The Duchess was a woman of about forty, very handsome, but with no meaning in her beauty, carrying a good fixed colour in her face, which did not look like paint, but which probably had received some little assistance from art.
She was a well-built, sizeable woman, with good proportions and fine health,--but a fool.

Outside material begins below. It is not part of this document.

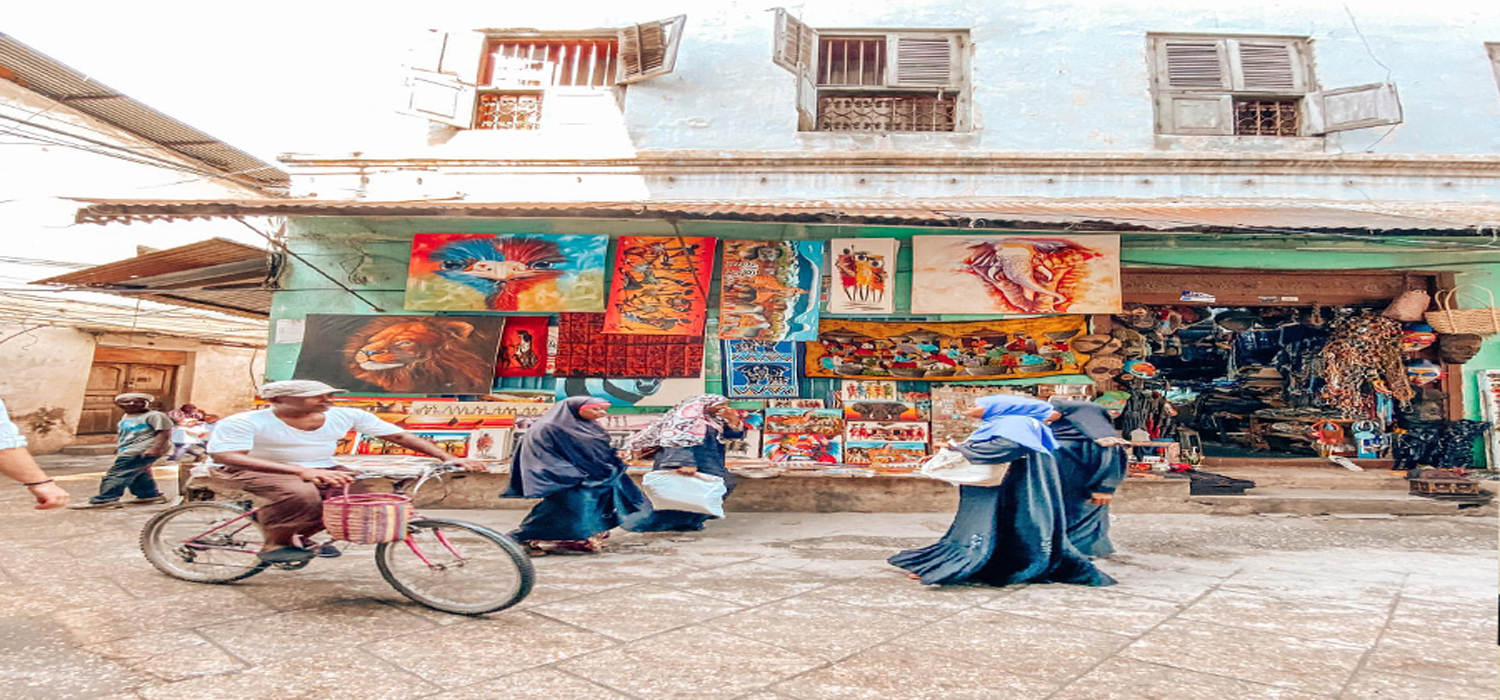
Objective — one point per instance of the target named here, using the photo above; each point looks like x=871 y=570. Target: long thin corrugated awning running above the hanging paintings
x=1073 y=215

She had addressed herself to one Miss Palliser; but two Miss Pallisers, cousins of Plantagenet Palliser, had entered the room at the same time, of whom I may say, whatever other traits of character they may have possessed, that at any rate they were not fools. "It's always easy to warm a small house like this," said Miss Palliser, whose Christian names, unfortunately for her, were Iphigenia Theodata, and who by her cousin and sister was called Iphy--"and I suppose equally difficult to warm a large one such as Longroyston." The other Miss Palliser had been christened Euphemia. "We've got no pipes, Duchess, at any rate," said Lady Glencora; and Alice, as she sat listening, thought she discerned in Lady Glencora's pronunciation of the word pipes an almost hidden imitation of the Duchess's whistle.
It must have been so, for at the moment Lady Glencora's eye met Alice's for an instant, and was then withdrawn, so that Alice was compelled to think that her friend and cousin was not always quite successful in those struggles she made to be proper. Then the gentlemen came in one after another, and other ladies, till about thirty people were assembled.